Pocket Zuta Micro Mobile robotic printer
The Mini Mobile Robotic Printer aims to make portable printing possible with a device that can fit into a pocket. ZUtA Labs

Engineers from Israel have developed a new prototype for a miniature robotic printer that is capable of printing documents on the go.

Measuring just 100mm x 100mm x 80mm, the printer is able to wirelessly print a page of greyscale images or text on an A4 piece of paper in under a minute from any device.

Students at the Jerusalem College of Technology (JCT) developed the "Mini Mobile Robotic Printer" as part of the Friedberg Entrepreneurship Programme and have since turned to crowdfunding to try and commercialise the device.

Less than 24-hours into its Kickstarter campaign, the mobile printer has already received over $10,000 (£5,960) worth of pledges as it aims to reach its $400,000 goal.

Missed the 'mobile revolution'

Jonathan Stein, a designer at ZUtA Labs that formed out of the JCT project, said that the inspiration behind the device came from the "mobile revolution" that had seemingly left printers behind.

"We looked at printers today and we saw a big bulky box with the print head inside moving from left to right," Stein said. "Then we thought: why not just take the printhead out and put it on a robot.

"When we first started thinking about creating the printer, the most important thing for us was that it should be small. We knew we had to utilise every single inch.

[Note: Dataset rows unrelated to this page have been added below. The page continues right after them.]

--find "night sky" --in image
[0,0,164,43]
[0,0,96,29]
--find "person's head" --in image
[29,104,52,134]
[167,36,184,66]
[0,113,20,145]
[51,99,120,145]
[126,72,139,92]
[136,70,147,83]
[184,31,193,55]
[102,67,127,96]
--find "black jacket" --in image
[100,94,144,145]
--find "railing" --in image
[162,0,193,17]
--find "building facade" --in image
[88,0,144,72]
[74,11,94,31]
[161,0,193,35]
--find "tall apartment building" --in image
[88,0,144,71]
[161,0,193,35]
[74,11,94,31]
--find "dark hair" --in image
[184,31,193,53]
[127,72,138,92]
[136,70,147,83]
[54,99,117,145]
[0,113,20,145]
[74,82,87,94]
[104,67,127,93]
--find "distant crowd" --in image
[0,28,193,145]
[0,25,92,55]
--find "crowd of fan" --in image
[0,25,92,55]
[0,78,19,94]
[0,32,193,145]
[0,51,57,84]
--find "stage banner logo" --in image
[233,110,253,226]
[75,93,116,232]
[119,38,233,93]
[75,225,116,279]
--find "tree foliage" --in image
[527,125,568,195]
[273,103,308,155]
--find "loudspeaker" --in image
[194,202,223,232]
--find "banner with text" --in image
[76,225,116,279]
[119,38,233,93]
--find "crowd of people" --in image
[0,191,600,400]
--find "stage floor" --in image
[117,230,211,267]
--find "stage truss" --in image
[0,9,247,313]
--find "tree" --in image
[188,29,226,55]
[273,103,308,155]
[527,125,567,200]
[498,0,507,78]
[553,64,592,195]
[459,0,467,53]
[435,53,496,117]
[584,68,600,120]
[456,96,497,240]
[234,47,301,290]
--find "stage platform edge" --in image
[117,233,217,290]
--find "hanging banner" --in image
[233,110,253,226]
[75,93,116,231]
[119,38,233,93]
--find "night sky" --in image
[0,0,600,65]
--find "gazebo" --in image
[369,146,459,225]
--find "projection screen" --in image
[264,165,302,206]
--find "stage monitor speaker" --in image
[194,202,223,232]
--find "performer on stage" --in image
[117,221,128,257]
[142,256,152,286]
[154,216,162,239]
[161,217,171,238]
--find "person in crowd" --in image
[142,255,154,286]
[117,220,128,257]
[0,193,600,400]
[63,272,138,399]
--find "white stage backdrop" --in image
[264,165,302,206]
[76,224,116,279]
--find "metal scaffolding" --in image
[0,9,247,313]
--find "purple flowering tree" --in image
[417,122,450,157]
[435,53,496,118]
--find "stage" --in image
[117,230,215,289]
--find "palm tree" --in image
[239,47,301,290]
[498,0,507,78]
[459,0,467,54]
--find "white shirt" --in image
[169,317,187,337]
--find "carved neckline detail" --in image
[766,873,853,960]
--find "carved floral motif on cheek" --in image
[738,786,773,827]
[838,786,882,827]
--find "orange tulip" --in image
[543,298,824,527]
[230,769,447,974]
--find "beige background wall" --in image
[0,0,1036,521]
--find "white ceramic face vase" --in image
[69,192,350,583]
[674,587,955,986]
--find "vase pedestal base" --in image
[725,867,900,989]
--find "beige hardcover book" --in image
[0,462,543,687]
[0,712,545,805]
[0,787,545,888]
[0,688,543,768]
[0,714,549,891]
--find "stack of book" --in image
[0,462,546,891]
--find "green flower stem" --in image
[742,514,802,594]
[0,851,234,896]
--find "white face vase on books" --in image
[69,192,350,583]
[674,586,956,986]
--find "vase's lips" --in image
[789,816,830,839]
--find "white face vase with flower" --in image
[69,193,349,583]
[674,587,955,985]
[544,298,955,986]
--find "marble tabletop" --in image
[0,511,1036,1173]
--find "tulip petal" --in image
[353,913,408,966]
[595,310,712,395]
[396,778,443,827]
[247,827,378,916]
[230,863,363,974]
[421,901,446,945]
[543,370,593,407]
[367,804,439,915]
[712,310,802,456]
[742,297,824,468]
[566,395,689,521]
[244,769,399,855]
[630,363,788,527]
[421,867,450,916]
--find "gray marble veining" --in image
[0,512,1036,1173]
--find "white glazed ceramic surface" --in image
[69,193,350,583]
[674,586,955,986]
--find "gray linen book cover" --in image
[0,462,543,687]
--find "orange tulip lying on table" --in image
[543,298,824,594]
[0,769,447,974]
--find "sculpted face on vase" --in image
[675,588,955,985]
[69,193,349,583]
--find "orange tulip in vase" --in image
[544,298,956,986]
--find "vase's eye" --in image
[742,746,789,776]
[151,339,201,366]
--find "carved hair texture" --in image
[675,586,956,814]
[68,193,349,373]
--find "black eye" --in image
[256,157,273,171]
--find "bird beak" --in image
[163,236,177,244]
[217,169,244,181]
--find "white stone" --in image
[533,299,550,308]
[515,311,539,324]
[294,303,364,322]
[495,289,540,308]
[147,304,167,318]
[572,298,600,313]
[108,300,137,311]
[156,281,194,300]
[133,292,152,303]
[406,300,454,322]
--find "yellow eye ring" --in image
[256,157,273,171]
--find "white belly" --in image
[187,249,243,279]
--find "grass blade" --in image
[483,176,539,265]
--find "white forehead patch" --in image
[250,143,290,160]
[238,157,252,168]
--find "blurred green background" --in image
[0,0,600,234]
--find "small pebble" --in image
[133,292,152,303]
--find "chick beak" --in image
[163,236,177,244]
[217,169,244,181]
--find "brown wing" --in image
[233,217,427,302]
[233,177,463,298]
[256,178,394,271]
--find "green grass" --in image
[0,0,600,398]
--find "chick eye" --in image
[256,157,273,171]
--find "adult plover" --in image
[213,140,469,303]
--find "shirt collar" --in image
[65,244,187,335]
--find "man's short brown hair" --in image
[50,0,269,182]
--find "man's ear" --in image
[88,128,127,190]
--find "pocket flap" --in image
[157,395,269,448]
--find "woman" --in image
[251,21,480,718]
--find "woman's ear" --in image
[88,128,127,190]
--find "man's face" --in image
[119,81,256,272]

We wanted a pocket-sized printer that can print on any size of paper precise images."

The printer is essentially a printhead on a small set of wheels powered by an internal rechargeable battery that enables it to be placed on a piece of paper and print on any flat surface.

"I started working on the mechanical configuration, how to configure the motors so that it will be as small as possible and as accurate as possible," said Leon Rosengarten, a robotics engineer who worked on the prototype.

"We had to keep it small [but] now we need to work on developing even smaller custom-made parts to make the robot even smaller and make this incredible device a reality."